Tuesday, October 03, 2006

How Cool is That?

Saw an interesting item on the ten year anniversary of the release of Weezer's sophomore album Pinkerton. I've dug Pinkerton from the first. It was released the day after I landed in Spain for my yearlong sojourn on the Iberian peninsula. I heard the first single (El Scorcho) on Barcelona radio and bought the CD at Virgin Records on the Passeig de Gracia. The album was considered a failure by the music industry. It only went gold and caused lead singer/writer Rivers Cuomo to spiral into a depression culminating with him living in an apartment with the walls all painted black for a year. The guitars were harder edged, the lyrics overtly emotional and the chords a bit all over the place for standard radio fare. I thought it was awesome.

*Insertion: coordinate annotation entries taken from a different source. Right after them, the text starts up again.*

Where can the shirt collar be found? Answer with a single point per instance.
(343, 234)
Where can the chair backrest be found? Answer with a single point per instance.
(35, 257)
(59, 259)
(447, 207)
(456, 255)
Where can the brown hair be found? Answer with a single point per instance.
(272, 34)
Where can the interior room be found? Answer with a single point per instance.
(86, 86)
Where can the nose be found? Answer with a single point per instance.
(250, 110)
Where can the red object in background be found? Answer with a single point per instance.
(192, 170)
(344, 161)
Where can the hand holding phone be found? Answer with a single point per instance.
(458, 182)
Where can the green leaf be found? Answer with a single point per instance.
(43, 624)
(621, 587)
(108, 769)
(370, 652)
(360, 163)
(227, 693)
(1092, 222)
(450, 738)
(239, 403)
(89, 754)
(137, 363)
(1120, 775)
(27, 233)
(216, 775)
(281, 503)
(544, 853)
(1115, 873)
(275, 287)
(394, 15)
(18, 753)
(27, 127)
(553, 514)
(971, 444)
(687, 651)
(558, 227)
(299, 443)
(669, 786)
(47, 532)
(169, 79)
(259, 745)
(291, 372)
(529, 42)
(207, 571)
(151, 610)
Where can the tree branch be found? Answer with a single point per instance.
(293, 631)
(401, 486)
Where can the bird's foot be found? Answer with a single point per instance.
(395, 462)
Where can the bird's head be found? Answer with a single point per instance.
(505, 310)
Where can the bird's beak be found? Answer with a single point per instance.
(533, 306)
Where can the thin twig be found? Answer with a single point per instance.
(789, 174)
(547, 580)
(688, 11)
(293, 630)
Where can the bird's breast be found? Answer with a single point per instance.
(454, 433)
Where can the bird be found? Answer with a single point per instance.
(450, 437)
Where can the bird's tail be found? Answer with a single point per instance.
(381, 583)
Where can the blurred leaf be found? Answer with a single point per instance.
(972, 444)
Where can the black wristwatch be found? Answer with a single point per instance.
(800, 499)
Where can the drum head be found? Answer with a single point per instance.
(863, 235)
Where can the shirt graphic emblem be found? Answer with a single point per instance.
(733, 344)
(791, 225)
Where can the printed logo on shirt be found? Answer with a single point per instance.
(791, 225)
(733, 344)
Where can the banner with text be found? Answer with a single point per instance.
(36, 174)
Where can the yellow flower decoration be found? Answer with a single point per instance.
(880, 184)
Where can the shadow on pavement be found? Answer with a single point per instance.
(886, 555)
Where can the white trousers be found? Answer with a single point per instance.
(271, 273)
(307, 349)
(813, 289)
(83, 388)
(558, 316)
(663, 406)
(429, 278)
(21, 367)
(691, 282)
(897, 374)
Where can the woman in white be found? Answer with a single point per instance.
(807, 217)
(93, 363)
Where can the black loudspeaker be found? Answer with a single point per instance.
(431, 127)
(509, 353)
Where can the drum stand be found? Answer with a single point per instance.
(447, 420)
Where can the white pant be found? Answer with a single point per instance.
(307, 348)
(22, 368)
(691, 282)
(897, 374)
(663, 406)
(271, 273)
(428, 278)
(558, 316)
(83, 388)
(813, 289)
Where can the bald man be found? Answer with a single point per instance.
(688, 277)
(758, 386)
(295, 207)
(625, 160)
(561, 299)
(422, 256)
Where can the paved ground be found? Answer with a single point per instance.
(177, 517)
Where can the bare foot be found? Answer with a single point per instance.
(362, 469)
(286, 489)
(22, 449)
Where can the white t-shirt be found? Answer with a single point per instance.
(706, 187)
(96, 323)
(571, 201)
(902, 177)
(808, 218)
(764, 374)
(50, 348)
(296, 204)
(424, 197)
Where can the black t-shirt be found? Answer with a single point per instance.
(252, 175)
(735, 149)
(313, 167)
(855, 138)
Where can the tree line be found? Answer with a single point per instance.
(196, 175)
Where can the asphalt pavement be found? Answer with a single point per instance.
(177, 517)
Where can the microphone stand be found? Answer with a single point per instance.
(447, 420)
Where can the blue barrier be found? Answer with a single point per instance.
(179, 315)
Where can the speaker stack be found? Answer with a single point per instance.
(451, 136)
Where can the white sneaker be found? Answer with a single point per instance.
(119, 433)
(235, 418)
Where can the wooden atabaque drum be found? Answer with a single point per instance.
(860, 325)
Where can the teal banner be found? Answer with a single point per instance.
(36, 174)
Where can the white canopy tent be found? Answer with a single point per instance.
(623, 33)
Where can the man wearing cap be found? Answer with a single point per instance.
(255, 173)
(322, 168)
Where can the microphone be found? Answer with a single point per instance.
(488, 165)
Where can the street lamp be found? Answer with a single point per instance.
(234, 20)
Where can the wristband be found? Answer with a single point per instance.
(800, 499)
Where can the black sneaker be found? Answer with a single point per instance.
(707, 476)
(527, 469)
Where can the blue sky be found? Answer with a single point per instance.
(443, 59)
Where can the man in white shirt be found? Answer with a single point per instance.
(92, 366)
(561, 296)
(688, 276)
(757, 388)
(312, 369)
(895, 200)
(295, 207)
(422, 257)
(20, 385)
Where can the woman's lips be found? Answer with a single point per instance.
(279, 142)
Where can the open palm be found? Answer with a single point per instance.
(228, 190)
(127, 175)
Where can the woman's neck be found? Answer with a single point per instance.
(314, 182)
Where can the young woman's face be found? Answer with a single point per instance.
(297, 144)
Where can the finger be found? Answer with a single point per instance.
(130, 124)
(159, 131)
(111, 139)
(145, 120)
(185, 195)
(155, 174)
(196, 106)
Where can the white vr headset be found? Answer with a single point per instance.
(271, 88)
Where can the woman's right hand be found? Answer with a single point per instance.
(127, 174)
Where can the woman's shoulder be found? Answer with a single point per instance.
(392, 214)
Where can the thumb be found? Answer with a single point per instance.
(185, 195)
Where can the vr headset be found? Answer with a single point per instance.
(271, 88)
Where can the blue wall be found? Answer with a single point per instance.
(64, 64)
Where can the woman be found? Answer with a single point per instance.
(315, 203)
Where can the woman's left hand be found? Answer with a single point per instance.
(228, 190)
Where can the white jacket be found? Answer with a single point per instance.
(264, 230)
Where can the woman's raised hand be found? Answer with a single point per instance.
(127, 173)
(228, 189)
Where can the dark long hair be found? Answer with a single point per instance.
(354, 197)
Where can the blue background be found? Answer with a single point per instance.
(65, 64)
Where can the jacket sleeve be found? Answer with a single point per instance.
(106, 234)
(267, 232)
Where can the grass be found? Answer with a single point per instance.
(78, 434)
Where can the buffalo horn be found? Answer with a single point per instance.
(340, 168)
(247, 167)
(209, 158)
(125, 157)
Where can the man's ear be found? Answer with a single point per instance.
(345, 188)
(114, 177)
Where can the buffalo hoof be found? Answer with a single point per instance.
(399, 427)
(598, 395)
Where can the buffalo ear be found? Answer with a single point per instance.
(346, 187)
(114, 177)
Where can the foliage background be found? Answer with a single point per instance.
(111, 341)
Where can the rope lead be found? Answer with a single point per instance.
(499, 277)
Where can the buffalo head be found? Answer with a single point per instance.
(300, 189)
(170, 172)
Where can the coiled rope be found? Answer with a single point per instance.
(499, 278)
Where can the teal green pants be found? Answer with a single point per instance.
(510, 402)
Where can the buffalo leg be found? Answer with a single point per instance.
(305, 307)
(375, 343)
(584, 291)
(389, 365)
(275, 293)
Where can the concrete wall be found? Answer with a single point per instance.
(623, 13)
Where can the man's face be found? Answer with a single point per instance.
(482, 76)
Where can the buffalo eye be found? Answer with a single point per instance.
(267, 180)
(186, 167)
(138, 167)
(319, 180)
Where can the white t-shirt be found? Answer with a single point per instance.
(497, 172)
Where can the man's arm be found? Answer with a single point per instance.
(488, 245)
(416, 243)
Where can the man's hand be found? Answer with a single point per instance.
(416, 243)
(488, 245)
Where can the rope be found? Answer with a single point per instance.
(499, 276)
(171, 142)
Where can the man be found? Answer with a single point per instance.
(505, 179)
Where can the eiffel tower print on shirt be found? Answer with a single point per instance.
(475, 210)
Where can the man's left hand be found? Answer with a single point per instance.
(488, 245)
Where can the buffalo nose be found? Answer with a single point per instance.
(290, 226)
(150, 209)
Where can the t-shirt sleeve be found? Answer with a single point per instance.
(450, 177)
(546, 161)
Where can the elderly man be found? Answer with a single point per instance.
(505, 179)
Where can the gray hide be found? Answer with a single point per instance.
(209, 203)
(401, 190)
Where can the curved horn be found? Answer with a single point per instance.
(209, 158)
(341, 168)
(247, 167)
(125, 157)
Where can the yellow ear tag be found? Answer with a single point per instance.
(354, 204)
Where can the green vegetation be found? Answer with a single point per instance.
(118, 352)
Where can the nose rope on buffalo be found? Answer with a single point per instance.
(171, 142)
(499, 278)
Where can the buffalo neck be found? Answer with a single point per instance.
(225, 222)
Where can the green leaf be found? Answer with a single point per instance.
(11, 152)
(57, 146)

A strange thing soon happened. Other gen-x'ers, fed up with Nirvana clones, began picking up the album and digging it. Soon it became a cult classic. It is often considered the album that kicked off the emo movement...or at least one of the pillars of that style of alternative music. Several years later Rolling Stone changed its review from worst allum of 1996 to one of rock's classics. It has since gone platinum and is considered one of Weezer's best albums and one of the best albums of the 1990's.

The article I was reading compared it to The Empire Strikes Back, saying that Empire was darker and harder edged than Star Wars: A New Hope. Many people didn't get it at the time and only appreciated it later as the best of the trilogy (Don't even mention the other crappy films in the series!). Sometimes it takes time to recognize genius. I like all the songs on Pinkerton (named after the opera Madame Butterfly), but my favorites are The Good Life, Why Bother, and Across the Sea. Ten years. Man I'm getting old.